It was at the end of August Guards Trophy meeting at Brands Hatch that the first of the customer, production, McLaren M4As raced. In total, over 15 examples of the successful model would be made, with many of them running in Formula 2 during the following season. At Brands Hatch, Courage qualified M4A/2 on the front row for his heat, splitting Graham Hill and John Surtees. He finished 3rd in the heat and lined up on the 5th row for the final. In the main race, Courage was running very well ahead of Ickx in third, but missed a gear and went straight on, crashing out of the race and through a Courage Breweries advertising banner!
It is reported that the car suffered a noticeable amount of damage, and that the monocoque was then changed before Courage was back out on track in M4A/2. They were entered for the Oulton Park Gold Cup in September, although the report lists the car as not being ready in time. For the next round at Albi in September, Courage was present with the repaired M4A/2, qualifying on the fifth row and finishing 10th after 70 laps.
The 1967 season finale was at Vallelunga in October.
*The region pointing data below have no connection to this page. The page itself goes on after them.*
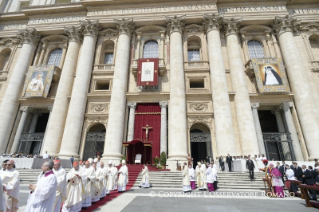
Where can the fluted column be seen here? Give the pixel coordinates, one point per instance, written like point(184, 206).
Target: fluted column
point(10, 102)
point(222, 113)
point(247, 132)
point(114, 132)
point(131, 121)
point(75, 116)
point(259, 132)
point(21, 125)
point(292, 129)
point(307, 112)
point(55, 127)
point(177, 146)
point(163, 147)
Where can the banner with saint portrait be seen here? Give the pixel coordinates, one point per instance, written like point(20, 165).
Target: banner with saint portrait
point(270, 75)
point(38, 81)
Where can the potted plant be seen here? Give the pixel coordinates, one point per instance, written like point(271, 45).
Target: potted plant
point(163, 160)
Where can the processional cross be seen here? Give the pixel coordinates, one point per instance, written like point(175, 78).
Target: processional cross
point(146, 130)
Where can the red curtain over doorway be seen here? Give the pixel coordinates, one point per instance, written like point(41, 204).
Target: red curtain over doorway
point(148, 114)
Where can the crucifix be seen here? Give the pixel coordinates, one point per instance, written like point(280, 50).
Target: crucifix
point(146, 130)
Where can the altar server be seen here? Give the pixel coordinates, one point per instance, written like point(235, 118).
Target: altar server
point(42, 195)
point(73, 202)
point(11, 185)
point(123, 177)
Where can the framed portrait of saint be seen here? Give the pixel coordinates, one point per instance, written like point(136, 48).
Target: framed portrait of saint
point(270, 75)
point(38, 81)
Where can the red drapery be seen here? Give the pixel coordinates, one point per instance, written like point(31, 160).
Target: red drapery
point(148, 113)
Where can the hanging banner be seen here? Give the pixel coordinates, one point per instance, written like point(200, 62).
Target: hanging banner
point(270, 75)
point(38, 81)
point(147, 72)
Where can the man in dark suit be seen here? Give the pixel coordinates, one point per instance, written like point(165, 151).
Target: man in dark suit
point(250, 166)
point(229, 161)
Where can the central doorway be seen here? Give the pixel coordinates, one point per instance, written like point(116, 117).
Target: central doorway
point(200, 139)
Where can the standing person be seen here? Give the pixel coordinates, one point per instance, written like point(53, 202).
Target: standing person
point(61, 189)
point(42, 194)
point(229, 161)
point(192, 176)
point(11, 187)
point(73, 202)
point(250, 166)
point(123, 177)
point(145, 177)
point(186, 180)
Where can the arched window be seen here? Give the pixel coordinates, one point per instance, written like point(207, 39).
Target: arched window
point(150, 49)
point(55, 57)
point(256, 49)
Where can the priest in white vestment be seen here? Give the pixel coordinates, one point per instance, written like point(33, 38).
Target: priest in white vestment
point(42, 195)
point(61, 190)
point(145, 178)
point(11, 185)
point(88, 178)
point(186, 180)
point(123, 177)
point(73, 202)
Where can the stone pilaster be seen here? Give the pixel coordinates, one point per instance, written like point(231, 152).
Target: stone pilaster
point(177, 149)
point(55, 127)
point(114, 132)
point(305, 104)
point(222, 113)
point(246, 128)
point(75, 115)
point(10, 103)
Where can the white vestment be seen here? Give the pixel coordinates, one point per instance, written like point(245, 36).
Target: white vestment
point(75, 188)
point(42, 198)
point(123, 178)
point(61, 189)
point(11, 182)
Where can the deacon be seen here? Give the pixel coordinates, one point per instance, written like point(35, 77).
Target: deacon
point(61, 189)
point(11, 186)
point(73, 202)
point(145, 178)
point(186, 181)
point(123, 178)
point(42, 195)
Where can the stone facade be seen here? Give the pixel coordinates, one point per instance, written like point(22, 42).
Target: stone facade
point(100, 43)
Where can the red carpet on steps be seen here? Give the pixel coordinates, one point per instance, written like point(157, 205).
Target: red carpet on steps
point(133, 172)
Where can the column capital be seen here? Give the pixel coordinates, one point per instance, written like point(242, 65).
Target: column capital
point(212, 22)
point(90, 28)
point(29, 36)
point(125, 26)
point(232, 25)
point(163, 104)
point(175, 24)
point(288, 23)
point(132, 105)
point(74, 33)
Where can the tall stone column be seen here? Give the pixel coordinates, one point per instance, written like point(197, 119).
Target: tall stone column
point(259, 132)
point(163, 147)
point(21, 125)
point(177, 146)
point(292, 129)
point(131, 121)
point(114, 133)
point(55, 127)
point(10, 102)
point(305, 104)
point(247, 132)
point(222, 113)
point(75, 116)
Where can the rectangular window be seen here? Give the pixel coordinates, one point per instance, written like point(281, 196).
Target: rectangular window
point(196, 83)
point(108, 58)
Courage qualified reasonably, but retired from the first heat with engine trouble in M4A/2. At the conclusion of the 1967 European F2 Championship, Courage was classified 4th overall after the season campaigning M4A/2.
Courage then came to an arrangement with Coombs to buy M4A/2, with the intention of doing the Tasman Series over the following winter. The car was painted maroon with gold detail and Courage picked up sponsorship from Saccone Gin for the trip Down Under. The help of Australian mechanic Les Shepherd was enlisted, and the series started at Pukekohe for the New Zealand Grand Prix in early January. Mixed with the reduced capacity, 2.5-litre Formula 1 based cars, the M4A performed very well and Courage took 3rd behind Chris Amon’s Ferrari and Frank Gardner.
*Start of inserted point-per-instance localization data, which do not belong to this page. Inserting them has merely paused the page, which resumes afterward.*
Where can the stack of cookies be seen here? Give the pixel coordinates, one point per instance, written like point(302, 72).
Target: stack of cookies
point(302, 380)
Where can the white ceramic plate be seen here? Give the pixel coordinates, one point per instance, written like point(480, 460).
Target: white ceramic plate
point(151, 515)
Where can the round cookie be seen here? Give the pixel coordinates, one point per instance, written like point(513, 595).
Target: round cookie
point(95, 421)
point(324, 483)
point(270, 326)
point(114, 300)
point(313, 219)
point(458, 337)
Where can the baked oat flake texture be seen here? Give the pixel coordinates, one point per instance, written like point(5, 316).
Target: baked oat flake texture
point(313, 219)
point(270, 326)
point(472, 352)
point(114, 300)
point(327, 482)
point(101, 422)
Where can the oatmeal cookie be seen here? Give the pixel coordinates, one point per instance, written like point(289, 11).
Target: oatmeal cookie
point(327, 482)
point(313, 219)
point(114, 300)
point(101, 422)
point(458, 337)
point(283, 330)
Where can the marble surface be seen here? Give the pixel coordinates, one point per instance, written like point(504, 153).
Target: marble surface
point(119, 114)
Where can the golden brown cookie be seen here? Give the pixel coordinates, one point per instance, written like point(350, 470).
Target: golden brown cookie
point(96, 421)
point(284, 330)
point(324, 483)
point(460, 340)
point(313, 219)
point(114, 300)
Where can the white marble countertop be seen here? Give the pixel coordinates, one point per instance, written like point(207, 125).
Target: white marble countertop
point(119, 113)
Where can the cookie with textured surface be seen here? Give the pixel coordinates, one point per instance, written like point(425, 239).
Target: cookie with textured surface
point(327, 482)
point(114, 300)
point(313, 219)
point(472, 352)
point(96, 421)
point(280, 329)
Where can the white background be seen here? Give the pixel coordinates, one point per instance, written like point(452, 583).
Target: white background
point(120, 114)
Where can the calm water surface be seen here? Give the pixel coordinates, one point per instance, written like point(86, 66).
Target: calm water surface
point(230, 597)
The second round of the four New Zealand rounds was held at Levin, where Courage went one better taking 2nd behind Amon. Jim Clark took victory in the third round at Wigram in his Lotus 49, with Courage finishing 4th in M4A/2. The final New Zealand round was held at Teretonga, victory went this time to Bruce McLaren at the wheel of a BRM, while Courage finished 5th.
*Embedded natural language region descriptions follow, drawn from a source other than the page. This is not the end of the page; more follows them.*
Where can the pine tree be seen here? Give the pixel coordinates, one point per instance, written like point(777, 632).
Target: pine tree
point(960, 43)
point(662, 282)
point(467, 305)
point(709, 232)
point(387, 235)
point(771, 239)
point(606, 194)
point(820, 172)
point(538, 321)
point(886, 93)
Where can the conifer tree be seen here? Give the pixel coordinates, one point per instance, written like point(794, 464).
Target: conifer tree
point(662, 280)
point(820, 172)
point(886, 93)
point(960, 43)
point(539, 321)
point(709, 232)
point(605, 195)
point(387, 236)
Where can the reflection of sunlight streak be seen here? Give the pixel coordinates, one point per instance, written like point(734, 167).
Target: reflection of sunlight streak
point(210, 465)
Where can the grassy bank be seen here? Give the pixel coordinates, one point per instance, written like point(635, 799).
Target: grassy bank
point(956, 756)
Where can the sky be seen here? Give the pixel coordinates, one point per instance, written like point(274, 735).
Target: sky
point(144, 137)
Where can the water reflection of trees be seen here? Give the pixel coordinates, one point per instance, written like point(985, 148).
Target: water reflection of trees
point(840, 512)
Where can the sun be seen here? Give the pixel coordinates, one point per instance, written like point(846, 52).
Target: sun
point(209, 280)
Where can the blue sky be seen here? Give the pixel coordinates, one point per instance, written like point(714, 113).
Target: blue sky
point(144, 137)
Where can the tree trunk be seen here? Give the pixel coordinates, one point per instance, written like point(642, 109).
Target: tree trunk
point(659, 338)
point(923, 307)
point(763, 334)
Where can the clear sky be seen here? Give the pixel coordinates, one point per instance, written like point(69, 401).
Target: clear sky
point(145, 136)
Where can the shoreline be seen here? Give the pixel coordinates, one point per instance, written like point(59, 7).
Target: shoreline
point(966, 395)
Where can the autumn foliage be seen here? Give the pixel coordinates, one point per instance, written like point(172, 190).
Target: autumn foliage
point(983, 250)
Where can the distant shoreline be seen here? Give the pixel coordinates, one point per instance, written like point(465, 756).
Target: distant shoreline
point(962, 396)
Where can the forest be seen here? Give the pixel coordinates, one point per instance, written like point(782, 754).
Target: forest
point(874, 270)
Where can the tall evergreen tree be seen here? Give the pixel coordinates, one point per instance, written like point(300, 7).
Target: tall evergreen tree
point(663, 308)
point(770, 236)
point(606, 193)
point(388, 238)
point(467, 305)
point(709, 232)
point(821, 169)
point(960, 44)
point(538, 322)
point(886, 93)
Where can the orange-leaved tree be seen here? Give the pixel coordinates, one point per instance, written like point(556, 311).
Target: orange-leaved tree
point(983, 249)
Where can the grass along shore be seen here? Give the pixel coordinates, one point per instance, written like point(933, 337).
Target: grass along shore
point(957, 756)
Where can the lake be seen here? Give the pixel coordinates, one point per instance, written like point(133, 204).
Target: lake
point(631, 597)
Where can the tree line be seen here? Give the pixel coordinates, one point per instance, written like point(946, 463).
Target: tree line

As February began, the teams journeyed to Australia for round five at Surfers Paradise. Courage and the M4A performed strongly yet again, taking 3rd behind winner Clark. Next was to Warwick Farm the following weekend, and Courage netted 3rd once more, the smaller capacity M4A heading many more powerful machines. The Australian Grand Prix was held at Sandown, and Courage took 5th while Clark won in his Lotus 49.
The final round of the series was at Longford for the South Pacific Trophy, and it would prove to be Courage’s greatest triumph in M4A/2. After a mishap on oil in the preliminary race, Courage’s M4A/2 sported a black tape repair to the front of the bodywork for the main race. The weather changed dramatically, and support races were cancelled because of the standing water. It was deemed safe to run the main event, and Clark led the pack away from the delayed start.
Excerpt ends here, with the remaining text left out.